According to the Laws of bridge, there are two types of adjustments when there is an infraction.
First, if a board is not played or not completed, then an Artificial Score is awarded, or in English we give Average, or Average-plus, or Average-minus. Examples: suppose your opponents accidentally look at the score sheet, so you cannot play the board, or there are twelve cards in one slot and fourteen in another, or someone is slow and you lose a board, or someone sits at the wrong table and it is corrected, but the bidding is different with the correct opponents, so the board cannot be completed. In all these cases the TD gives some form of Average, A+ if you are no way at fault, A if you are partly at fault, A- if you are completely at fault.

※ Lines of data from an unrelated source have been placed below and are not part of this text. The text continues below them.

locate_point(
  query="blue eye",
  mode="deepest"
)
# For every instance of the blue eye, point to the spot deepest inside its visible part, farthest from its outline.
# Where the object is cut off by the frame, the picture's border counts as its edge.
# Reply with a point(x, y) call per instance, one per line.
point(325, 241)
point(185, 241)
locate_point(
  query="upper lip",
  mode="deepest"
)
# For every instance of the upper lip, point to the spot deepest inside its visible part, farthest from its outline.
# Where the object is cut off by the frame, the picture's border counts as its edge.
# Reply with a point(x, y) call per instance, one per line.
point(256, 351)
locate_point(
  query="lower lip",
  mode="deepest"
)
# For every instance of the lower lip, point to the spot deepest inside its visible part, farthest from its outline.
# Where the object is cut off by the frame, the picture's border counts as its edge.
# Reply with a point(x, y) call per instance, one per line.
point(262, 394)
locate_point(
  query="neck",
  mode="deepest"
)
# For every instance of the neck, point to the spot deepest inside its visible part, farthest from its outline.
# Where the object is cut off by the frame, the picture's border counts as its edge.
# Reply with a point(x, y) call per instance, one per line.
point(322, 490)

Second, if a board is completed and a score is obtained, then if the TD wishes to change the score because of an infraction, he is required to award an Assigned Score, or in English, he works out what would have happened without the infraction [giving the benefit of the doubt to the non-offenders] and that is the result on the board. There are complications because of the terms "likely" and "at all probable" and so on, but the basic idea is simple: the result obtained at the table is replaced by another one. Example: you double 4 slowly, your partner takes it out to 4 which makes, +420: the TD [or AC] reckons your partner's 4 was improper because of UI, so he adjusts to 4 doubled: he judges it will go one or two down, so he assigns the score of 4*-1 [benefit of doubt to the non-offenders], +100.
The distinction between the two forms of adjusted score is clearly spelt out in the Laws. The artificial type is covered by Law 12C1, which starts with the words "When, owing to an irregularity, no result can be obtained, ...". The assigned type is covered by Law 12C2, which starts with the words "When the Director awards an assigned adjusted score in place of a result actually obtained after an irregularity, ...". The distinction is clear.

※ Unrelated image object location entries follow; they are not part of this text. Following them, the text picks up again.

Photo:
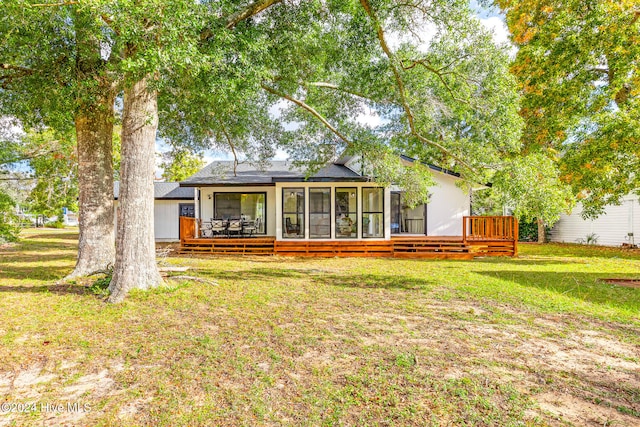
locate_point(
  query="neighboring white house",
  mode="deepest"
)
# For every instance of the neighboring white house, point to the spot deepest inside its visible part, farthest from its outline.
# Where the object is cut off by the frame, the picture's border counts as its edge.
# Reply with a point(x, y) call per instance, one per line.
point(171, 202)
point(336, 203)
point(616, 226)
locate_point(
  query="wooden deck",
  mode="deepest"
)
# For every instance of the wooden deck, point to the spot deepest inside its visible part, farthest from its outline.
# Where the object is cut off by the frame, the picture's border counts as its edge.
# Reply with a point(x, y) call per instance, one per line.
point(488, 236)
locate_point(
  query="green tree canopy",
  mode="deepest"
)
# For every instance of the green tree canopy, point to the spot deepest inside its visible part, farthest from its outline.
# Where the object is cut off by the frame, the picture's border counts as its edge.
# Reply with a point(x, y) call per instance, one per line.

Unfortunately, to apply Law 12C2 means the TD [or AC] has to do some work and apply some judgement. Because of this, incompetent and lazy TDs have found it easier to give Artificial scores when they are not legal, and an Assigned one should be given. The practice is so prevalent and TDs and players have got so used to it that many of them do not realise it is just wrong. Another reason that the practice is so common is that in quite a sizeable chunk of cases the correct method and the wrong method come to much the same thing: assigned scores quite often are around the 60% mark at the end of the day, so people do not see a problem.
However, there are a number of hands where this practice leads to unfairness for one side or the other, and as a result it is a totally undesirable practice. For example, take the case I quoted earlier: if the save of 4*-1 is one no-one else finds then the pair concerned will be getting a 100% board after a correct and fair adjustment: giving them a 60% board [which A+ normally translates to] means they have been cheated out of 40% of a top by the idleness or incompetence of the TD.
It is not always the non-offenders who suffer. Suppose a pair reaches a cold 6NT making +1 for a 100% board - but they have misinformed their opponents. With correct information their opponents will find a better lead and take one trick. However making 6NT is a 90% score only. The correct assigned score would be to give the offenders 6NT making for 90%: giving them A- would be cheating them out of 50%.
The ACBL has got into an unfortunate position with its interpretations of Logical Alternatives and "at all probable" and "likely" and they occasionally give A+/A- because their interpretation means there is no score they can actually assign! Hopefully they will sort it out one day, but until they do, there will be some artificial scores given in NAmerica on this basis. The good news is that it is very rare that they are given for this reason, and it is probably only the top ACBL TDs who actually understand when it happens, and even then it normally works out to an approximation of what a European TD would assign [trust me - it does!].
The EBU/WBU have specific regulations that cover special cases when again A+/A- can be given. This means that this is an acceptable practice. They do so in the areas of fielded psyches and fielded misbids [see the article Adjustments for fielding], and use of illegal conventions.
Leaving these special cases apart, in most cases that a result is obtained, a TD is required to assign a score by nominating a result. Many don't, but it is because they don't know any better or they could not be bothered to follow the Laws.